InvalidTextRepresentation: invalid input syntax for integer: ""
- This typically means a blank string is being coaxed as an integer somewhere.
- The solution is basically to find these and make sure they’re nulls on the db.
- And can also partition with an
id
column too for example, to do a little at a time to experiment.
update mytable
set blahcol = null
where blahcol = ''
and ( id between 1 and 100000)
A warning about CTEs#
- Per this article , postgresql will run full CTE and store it, which is why I feel the only practical way of using CTEs in large expressions is along with partitioning .
- In other words, although most postgresql queries will be able to run only the first
200
rows like a “generator” and return that to you really quickly, when you have a CTE in there, it has to run the whole thing first.
Triggers#
SELECT trigger_schema,event_object_table,trigger_schema,trigger_name,event_manipulation,action_statement,action_timing
FROM information_schema.triggers
ORDER BY event_object_table,event_manipulation
Using window function to dedupe some data#
user_id | laptop | purchase_date |
---|
1 | sony | 1 |
1 | nokia | 2 |
1 | bell | 3 |
2 | 3m | 2 |
2 | nokia | 8 |
- If we want to dedupe by this simplified integer
purchase_date
with laptops(user_id, laptop, purchase_date) as (
values (1, 'sony', 1),
(1, 'nokia', 2),
(1, 'bell', 3),
(2, '3m', 2),
(2, 'nokia', 8)
)
select l.*, row_number() over w as rnum
from laptops as l
window w as (partition by l.user_id order by purchase_date asc )
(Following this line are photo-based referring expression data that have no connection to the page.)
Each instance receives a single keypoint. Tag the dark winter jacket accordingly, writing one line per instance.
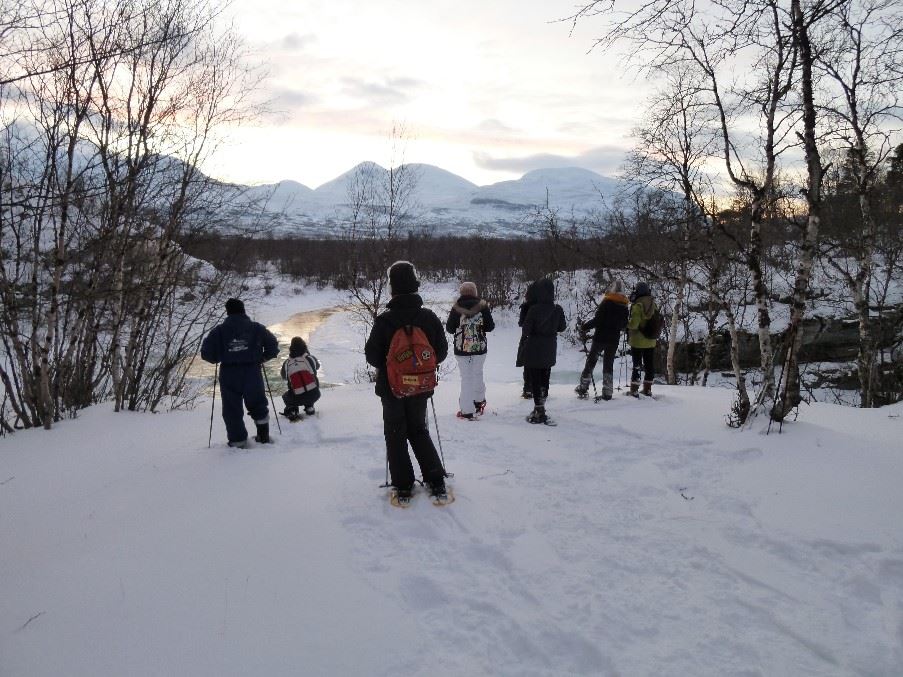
(610, 319)
(402, 310)
(642, 309)
(529, 300)
(238, 340)
(541, 325)
(468, 306)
user_id | laptop | purchase_date | rnum |
---|
1 | sony | 1 | 1 |
1 | nokia | 2 | 2 |
1 | bell | 3 | 3 |
2 | 3m | 2 | 1 |
2 | nokia | 8 | 2 |
And then keep only the rnum = 1
…
with laptops(user_id, laptop, purchase_date) as (
values (1, 'sony', 1),
(1, 'nokia', 2),
(1, 'bell', 3),
(2, '3m', 2),
(2, 'nokia', 8)
),
select aa.* from
(
select l.*, row_number() over w as rnum
from laptops as l
window w as (partition by l.user_id order by purchase_date asc )
) as aa
where aa.rnum = 1
user_id | laptop | purchase_date | rnum |
---|
1 | sony | 1 | 1 |
2 | 3m | 2 | 1 |
length of an array is cardinality#
select cardinality(ARRAY[[1,2],[3,4]])
4
logistic#
CREATE or replace FUNCTION myschema.logistic(val float) RETURNS float AS $$
BEGIN
RETURN (1/(1 + ( exp(1)^(-(val))))) ;
END; $$
LANGUAGE PLPGSQL;
left join two tables with an extra condition and keep the null join rows#
- This was bothering me for a bit but I think I have found the solution multiple times now.
- Writing this out for later
- In this example, there are authors and authors can have one or multiple articles. Self Join articles , to get multiple articles, but only where the left id is less than the right id.
- This is a contrived example, but my use case typically is not a self join but a join with different tables, but the idea still holds.
with articles(author, article_id, article_title) as (values
('joe', 1, 'birds'),
('joe', 2, 'more birds'),
('sally', 3, 'eagles'),
('sally', 4, 'seagulls'),
('jan', 5, 'the philosophical of flying'))
select a.author, a.article_id as left_id, a.article_title as left_title, b.article_id as right_id, b.article_title as right_title
from articles as a left join articles as b on (a.author = b.author and a.article_id < b.article_id)
author | left_id | left_title | right_id | right_title |
---|
joe | 1 | birds | 2 | more birds |
joe | 2 | more birds | [NULL] | [NULL] |
sally | 3 | eagles | 4 | seagulls |
sally | 4 | seagulls | [NULL] | [NULL] |
jan | 5 | the philosophical of flying | [NULL] | [NULL] |
using cte for variables#
from this stacko , really handy since yea I don’t recall postgresql having declare statements like microsoft sql?
WITH myconstants (var1, var2) as (
values (5, 'foo')
)
SELECT *
FROM somewhere, myconstants
WHERE something = var1
OR something_else = var2;